I hope my right of center friends (assuming I have any; an assumption that also can be made for those on the other side of the aisle as well) will forgive me when I opine that I have little to no interest in what your party does in either the House of Representatives or the Senate as long as whatever it is they believe is in the best interests of the greatest number of us who live here.

Instead of working on a 140 character tweet or an eye-catching bumper sticker for Hillary, Rand, Jeb, Chris or Marco (or Polo) or any of the other folks who called shotgun in the electoral college clown car, how about we spend at least the rest of this year with some words from a long time ago?

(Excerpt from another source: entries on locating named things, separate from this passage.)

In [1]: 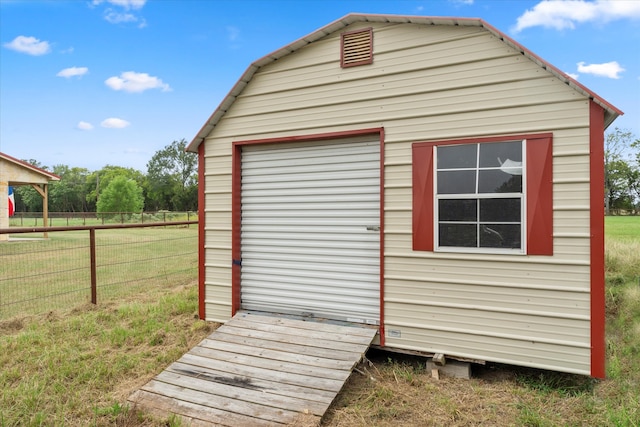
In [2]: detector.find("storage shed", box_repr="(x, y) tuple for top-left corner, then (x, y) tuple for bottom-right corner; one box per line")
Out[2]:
(188, 14), (622, 377)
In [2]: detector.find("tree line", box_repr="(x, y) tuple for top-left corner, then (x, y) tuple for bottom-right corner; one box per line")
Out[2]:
(15, 139), (198, 212)
(10, 128), (640, 215)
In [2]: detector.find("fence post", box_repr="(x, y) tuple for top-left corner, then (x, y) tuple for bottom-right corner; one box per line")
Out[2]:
(89, 228), (98, 304)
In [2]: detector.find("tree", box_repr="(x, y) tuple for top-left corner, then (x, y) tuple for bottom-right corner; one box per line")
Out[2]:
(147, 139), (198, 211)
(604, 128), (640, 215)
(85, 165), (147, 209)
(97, 176), (144, 212)
(49, 165), (89, 212)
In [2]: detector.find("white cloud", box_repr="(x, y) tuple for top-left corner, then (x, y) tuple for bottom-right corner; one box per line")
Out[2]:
(92, 0), (147, 28)
(93, 0), (147, 10)
(56, 67), (89, 78)
(4, 36), (51, 56)
(100, 117), (131, 129)
(512, 0), (640, 33)
(104, 9), (138, 24)
(104, 71), (171, 92)
(578, 61), (625, 79)
(226, 26), (240, 42)
(76, 121), (93, 130)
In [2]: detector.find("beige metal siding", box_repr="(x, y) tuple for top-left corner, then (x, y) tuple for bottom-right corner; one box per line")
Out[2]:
(205, 23), (590, 374)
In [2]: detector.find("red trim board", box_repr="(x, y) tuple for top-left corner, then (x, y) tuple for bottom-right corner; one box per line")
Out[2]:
(589, 101), (606, 378)
(198, 144), (206, 319)
(231, 128), (384, 336)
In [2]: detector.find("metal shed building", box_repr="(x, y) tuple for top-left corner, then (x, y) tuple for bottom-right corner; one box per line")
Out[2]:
(188, 14), (622, 377)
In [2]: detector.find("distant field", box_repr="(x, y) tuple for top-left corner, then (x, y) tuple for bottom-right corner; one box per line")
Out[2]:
(9, 211), (198, 227)
(604, 216), (640, 241)
(0, 217), (640, 427)
(0, 225), (198, 320)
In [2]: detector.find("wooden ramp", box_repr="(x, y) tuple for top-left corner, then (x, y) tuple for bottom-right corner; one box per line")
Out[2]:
(129, 312), (377, 426)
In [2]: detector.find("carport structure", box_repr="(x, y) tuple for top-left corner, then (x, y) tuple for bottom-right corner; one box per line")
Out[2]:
(0, 152), (60, 240)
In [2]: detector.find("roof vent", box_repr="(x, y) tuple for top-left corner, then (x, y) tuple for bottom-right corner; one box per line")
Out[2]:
(340, 28), (373, 68)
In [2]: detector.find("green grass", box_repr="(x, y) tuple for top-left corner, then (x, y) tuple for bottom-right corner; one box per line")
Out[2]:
(0, 226), (198, 319)
(0, 284), (210, 426)
(0, 217), (640, 427)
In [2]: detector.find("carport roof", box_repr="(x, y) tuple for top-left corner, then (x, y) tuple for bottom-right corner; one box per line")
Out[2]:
(0, 152), (60, 184)
(187, 13), (624, 152)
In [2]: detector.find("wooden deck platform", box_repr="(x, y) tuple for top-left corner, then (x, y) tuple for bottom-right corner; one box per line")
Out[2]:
(129, 312), (377, 426)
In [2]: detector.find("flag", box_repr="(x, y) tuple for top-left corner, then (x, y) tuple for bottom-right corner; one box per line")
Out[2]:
(9, 186), (16, 216)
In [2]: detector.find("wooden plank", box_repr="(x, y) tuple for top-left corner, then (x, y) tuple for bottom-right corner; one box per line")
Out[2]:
(166, 362), (335, 404)
(179, 349), (343, 393)
(129, 312), (376, 426)
(155, 370), (329, 416)
(142, 380), (297, 423)
(185, 346), (350, 381)
(129, 390), (282, 427)
(198, 339), (357, 371)
(224, 317), (375, 345)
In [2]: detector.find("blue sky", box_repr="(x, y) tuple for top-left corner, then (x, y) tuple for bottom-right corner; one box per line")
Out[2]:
(0, 0), (640, 172)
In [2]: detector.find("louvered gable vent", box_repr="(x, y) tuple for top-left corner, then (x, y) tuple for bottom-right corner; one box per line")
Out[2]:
(340, 28), (373, 68)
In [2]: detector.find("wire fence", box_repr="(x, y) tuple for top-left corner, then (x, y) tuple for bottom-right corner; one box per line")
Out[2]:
(9, 211), (198, 227)
(0, 221), (198, 320)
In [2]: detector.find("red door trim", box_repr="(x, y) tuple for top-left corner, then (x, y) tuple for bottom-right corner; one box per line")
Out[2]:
(198, 144), (206, 320)
(231, 127), (384, 345)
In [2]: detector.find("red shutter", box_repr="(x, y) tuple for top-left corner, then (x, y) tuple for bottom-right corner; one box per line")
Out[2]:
(412, 133), (553, 255)
(526, 136), (553, 255)
(412, 143), (435, 251)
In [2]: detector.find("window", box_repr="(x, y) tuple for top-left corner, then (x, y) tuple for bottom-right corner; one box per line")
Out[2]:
(340, 28), (373, 68)
(435, 141), (525, 252)
(412, 134), (553, 255)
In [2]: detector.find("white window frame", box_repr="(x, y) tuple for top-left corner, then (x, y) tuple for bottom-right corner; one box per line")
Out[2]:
(433, 139), (527, 255)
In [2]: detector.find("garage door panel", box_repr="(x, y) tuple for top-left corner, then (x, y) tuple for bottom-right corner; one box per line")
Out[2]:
(241, 140), (380, 323)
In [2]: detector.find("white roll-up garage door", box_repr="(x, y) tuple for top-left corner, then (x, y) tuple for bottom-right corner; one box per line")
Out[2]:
(240, 136), (380, 324)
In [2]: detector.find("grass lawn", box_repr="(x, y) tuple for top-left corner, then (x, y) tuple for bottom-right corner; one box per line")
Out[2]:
(0, 217), (640, 427)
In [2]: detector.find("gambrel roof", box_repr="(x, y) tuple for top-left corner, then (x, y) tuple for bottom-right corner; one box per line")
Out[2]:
(187, 13), (623, 152)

These are some memorable words from a thoroughly flawed man who did his best even when his best wasn't good enough, "My country is the great American Republic. My country, right or wrong; if right, to be kept right; and if wrong, to be set right."

As we've discovered for the last fifty years or so, our civil discourse has continued to coarsen and we've stopped listening to one another in order to discuss the issues of the day only waiting until it's our turn to talk, we have a long way yet to go and a finite number of days to get ourselves gone.

Worries about 2016 are distractions from the task at hand, getting through this day in 2015 and the next one and the one after that. I agree with the shriekers on both sides of the political spectrum, there is much "wrong" in this nation but not so much that it cannot all be repaired in a day by what's right.
More sentences and paragraphs, and far fewer words. Starting now.